By that evening the theaters, bars and clubs had reopened and Yuba Manufacturing and the Arsenal were back to full production. There was a war on, after all, and no time to linger over disaster. The emergency hospital at St. Dominic’s Church remained open.
The Herald reports despite censorship
The Benicia Herald was published the morning of July 20 and contained the description of the blast and the consequences to the city. The amount of detail in the articles was surprising considering the level of wartime censorship present at the time.
Benicians learned there had been a massive explosion at the Port Chicago Weapons Depot when the Victory Ship “E. A. Bryan” exploded while loaded with 10,000 tons of munitions. They learned that more than 300 persons were killed, and that the Yuba Manufacturing Company suffered $4,500 damage and the Arsenal $150,000. Thousands of citizens and military personnel had been injured, many seriously. The hospitals were still full.
The city of Port Chicago was destroyed, and Martinez took a more severe blow than Benicia. So bad was the damage to the Martinez hospital that ambulances from Oakland were called, and the Oakland and Berkeley hospitals were soon full of injured military personnel and civilians from Port Chicago, Martinez, Crockett, Concord and Walnut Creek. Concord and Walnut Creek had been nearly destroyed, as well.
Wartime censorship descended again.
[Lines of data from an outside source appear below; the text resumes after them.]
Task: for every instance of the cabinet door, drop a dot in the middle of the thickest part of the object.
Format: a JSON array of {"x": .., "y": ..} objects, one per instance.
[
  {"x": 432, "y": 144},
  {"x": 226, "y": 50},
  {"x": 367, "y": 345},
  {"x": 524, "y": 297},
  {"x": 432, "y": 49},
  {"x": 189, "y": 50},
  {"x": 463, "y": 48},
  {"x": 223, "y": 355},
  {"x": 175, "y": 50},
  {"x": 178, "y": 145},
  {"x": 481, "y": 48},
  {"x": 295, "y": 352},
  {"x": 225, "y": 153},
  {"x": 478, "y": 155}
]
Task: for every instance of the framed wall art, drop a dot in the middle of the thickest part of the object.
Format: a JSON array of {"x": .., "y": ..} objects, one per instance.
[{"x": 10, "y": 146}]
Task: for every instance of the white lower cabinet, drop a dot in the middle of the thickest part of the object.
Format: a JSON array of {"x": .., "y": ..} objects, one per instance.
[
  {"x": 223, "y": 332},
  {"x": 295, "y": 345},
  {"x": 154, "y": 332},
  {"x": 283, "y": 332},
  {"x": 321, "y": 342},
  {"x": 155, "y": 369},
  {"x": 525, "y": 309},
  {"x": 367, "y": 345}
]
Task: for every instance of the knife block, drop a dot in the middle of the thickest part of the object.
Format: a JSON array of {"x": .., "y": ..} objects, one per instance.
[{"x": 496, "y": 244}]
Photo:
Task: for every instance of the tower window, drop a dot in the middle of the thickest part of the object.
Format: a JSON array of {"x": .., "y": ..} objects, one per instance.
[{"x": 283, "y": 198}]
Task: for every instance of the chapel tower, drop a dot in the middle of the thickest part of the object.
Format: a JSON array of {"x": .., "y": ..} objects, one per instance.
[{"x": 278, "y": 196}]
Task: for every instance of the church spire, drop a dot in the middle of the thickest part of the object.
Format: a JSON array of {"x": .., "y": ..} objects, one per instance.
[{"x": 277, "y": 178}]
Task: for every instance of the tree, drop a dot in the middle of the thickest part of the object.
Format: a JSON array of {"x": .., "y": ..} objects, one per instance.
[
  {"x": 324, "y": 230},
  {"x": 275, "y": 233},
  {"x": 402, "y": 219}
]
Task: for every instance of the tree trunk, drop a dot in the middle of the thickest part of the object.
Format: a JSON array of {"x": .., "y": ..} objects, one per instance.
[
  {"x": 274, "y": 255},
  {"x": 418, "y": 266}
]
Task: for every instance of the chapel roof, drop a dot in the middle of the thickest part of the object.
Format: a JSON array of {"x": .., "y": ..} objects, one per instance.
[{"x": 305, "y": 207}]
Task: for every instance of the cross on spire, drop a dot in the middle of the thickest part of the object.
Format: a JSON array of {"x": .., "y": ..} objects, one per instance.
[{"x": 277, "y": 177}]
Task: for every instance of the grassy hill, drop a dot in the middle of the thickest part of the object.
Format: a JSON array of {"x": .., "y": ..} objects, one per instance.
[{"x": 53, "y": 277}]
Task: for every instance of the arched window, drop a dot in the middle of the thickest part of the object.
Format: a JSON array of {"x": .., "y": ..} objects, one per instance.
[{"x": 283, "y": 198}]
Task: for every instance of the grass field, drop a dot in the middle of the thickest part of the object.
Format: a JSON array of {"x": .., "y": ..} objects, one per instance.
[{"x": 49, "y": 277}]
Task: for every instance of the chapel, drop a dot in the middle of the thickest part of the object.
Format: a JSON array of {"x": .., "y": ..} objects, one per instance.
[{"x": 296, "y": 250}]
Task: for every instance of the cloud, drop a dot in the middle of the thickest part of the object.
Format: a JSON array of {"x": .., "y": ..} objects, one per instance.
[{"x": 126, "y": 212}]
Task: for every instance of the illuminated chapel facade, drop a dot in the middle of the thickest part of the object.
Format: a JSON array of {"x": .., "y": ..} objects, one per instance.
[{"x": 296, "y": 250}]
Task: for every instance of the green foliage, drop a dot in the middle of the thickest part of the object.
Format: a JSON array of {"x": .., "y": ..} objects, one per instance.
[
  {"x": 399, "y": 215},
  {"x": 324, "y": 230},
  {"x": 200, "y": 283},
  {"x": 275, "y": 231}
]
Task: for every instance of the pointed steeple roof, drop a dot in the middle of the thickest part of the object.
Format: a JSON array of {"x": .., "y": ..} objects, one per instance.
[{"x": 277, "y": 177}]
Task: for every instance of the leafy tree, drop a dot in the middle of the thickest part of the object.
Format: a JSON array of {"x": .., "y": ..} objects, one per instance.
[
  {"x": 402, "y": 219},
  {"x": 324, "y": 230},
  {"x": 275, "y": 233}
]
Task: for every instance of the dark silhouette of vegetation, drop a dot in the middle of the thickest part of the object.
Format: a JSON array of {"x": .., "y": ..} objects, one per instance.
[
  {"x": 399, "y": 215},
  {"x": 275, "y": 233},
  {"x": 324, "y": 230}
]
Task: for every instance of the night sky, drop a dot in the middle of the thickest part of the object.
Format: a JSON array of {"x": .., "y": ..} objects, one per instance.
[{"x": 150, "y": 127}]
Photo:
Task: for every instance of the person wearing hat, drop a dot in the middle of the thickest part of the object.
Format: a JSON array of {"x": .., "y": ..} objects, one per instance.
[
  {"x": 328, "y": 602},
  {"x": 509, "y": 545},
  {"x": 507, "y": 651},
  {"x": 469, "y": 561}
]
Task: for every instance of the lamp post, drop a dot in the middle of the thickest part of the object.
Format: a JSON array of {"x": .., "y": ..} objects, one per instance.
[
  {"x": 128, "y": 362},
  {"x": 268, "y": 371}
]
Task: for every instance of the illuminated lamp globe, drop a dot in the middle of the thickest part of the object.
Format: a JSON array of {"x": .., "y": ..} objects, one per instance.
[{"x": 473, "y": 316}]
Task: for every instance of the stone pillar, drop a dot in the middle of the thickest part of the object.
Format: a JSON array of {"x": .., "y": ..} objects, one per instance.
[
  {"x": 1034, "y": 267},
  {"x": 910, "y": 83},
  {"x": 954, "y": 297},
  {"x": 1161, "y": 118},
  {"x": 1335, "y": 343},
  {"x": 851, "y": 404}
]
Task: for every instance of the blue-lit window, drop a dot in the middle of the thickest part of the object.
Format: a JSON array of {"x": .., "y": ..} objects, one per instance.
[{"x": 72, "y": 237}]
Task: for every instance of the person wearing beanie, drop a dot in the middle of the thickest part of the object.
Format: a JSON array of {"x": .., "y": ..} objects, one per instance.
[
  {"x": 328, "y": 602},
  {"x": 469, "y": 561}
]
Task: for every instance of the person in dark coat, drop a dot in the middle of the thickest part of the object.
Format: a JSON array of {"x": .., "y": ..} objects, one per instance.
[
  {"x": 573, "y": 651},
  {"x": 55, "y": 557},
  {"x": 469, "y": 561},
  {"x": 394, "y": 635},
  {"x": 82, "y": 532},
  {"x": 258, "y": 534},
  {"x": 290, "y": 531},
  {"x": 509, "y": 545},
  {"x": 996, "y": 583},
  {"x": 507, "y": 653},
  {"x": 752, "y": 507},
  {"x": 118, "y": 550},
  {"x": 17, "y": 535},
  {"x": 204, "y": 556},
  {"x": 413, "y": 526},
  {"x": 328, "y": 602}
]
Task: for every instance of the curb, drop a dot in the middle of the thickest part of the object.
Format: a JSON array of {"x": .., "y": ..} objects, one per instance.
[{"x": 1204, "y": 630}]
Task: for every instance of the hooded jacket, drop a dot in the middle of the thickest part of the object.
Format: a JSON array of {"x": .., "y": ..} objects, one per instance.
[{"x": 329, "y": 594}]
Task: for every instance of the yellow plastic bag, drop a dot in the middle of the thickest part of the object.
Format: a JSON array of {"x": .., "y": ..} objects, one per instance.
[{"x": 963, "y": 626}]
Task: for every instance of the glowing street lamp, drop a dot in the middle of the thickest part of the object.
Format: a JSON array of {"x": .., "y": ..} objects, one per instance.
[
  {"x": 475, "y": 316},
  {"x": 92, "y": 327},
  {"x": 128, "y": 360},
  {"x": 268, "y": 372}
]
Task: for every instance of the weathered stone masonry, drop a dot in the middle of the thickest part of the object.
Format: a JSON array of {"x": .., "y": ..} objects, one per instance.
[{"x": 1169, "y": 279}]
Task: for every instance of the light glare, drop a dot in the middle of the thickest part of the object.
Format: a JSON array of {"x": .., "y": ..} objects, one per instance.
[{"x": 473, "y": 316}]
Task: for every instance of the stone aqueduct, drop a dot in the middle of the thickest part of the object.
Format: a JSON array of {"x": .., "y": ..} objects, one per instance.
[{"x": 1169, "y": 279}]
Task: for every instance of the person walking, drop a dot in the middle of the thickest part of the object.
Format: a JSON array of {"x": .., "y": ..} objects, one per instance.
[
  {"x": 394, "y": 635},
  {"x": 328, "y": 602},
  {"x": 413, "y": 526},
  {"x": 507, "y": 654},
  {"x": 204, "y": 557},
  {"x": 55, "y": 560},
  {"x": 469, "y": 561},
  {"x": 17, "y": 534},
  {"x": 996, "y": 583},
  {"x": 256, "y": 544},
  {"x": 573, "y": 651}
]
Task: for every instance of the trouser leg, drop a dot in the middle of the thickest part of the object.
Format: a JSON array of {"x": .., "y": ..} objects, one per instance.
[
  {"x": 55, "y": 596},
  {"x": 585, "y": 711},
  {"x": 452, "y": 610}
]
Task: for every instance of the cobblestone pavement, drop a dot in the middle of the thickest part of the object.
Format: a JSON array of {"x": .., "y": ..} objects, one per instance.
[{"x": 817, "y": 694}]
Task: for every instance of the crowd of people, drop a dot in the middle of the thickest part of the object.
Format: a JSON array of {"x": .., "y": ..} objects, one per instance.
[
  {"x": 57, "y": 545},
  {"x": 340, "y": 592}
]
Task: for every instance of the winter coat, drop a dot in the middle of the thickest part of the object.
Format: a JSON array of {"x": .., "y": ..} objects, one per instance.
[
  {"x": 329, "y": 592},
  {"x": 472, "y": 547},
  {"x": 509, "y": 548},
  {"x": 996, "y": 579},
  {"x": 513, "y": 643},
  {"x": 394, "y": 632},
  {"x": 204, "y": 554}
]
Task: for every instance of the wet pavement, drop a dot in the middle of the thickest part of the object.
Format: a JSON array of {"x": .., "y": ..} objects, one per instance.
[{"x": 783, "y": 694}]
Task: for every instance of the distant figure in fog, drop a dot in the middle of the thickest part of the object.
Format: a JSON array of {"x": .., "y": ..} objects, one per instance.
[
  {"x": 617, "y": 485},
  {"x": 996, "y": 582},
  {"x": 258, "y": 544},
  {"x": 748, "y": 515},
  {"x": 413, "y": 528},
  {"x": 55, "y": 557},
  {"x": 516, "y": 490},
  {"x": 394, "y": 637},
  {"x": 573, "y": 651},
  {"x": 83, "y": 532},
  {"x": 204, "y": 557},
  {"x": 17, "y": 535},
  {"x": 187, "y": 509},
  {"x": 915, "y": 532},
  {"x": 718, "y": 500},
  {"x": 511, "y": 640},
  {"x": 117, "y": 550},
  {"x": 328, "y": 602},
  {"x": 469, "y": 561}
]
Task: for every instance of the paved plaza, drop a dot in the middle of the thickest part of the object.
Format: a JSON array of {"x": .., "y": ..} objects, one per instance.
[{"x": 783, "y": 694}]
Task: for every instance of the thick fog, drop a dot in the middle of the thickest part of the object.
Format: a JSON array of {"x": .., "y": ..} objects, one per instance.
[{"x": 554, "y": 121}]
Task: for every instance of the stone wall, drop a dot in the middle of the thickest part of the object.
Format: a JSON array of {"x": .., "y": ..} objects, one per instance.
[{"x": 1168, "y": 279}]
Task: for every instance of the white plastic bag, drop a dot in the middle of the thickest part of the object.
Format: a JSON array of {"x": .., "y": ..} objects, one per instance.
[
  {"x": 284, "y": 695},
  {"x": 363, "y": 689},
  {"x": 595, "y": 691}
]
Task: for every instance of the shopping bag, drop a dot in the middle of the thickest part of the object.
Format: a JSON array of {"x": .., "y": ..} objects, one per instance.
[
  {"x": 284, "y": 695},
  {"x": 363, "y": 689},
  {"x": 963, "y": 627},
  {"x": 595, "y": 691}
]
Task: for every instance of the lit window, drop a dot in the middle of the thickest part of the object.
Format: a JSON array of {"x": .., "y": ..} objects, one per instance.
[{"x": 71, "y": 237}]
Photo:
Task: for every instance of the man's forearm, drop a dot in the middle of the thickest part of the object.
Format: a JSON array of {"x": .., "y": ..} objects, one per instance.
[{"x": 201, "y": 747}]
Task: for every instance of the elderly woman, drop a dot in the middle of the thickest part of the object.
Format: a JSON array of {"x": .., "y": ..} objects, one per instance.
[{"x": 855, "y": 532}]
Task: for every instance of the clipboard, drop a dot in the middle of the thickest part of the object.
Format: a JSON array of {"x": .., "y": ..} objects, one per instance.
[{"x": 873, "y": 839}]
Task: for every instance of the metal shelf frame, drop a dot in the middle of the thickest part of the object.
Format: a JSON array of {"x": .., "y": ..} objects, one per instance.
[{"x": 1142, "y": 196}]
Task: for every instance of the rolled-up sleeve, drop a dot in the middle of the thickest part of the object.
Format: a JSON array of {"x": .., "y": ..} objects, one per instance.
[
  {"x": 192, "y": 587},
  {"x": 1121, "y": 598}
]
In subsequent editions all news of the explosion and damage was blacked out from The Herald — except for one article in the next edition that announced that citizens could request compensation from the Navy. An address was given.
The aftermath
At the Depot, 320 servicemen were killed and 390 wounded, including the crews of the ships in port. Unexploded ordnance was hurled in all directions, including across the strait toward Benicia.
A month later the surviving black servicemen, many suffering from what was later known to be traumatic brain injury from the blast, refused to load more ships and were convicted of mutiny. The Port Chicago mutiny would later be seen as another step toward racial desegregation of the Armed Services.
Recovery and legacy
Benicia recovered and went on with the business of supporting the war effort. The churches rebuilt their windows and the city repaired itself. Rev. Elmo Wood of the Congregational Church and others carried the scars of that night for the rest of their lives. In 1946 the church received a check for $164 to cover the costs of damage to the windows, but only two could be repaired. In the end, some of the cracks were deliberately left as a reminder of that night, but the explanations behind them were lost as the war generation died and subsequent generations built a new church and sold off the old one.
The two windows transferred to the new sanctuary remain a mute reminder of the need for preparation, a terrible disaster and a heroic city response.
Dr. Jim Lessenger is a docent at the Benicia Historical Museum and the author, most recently, of “Commanding Officer’s Quarters of the Benicia Arsenal.”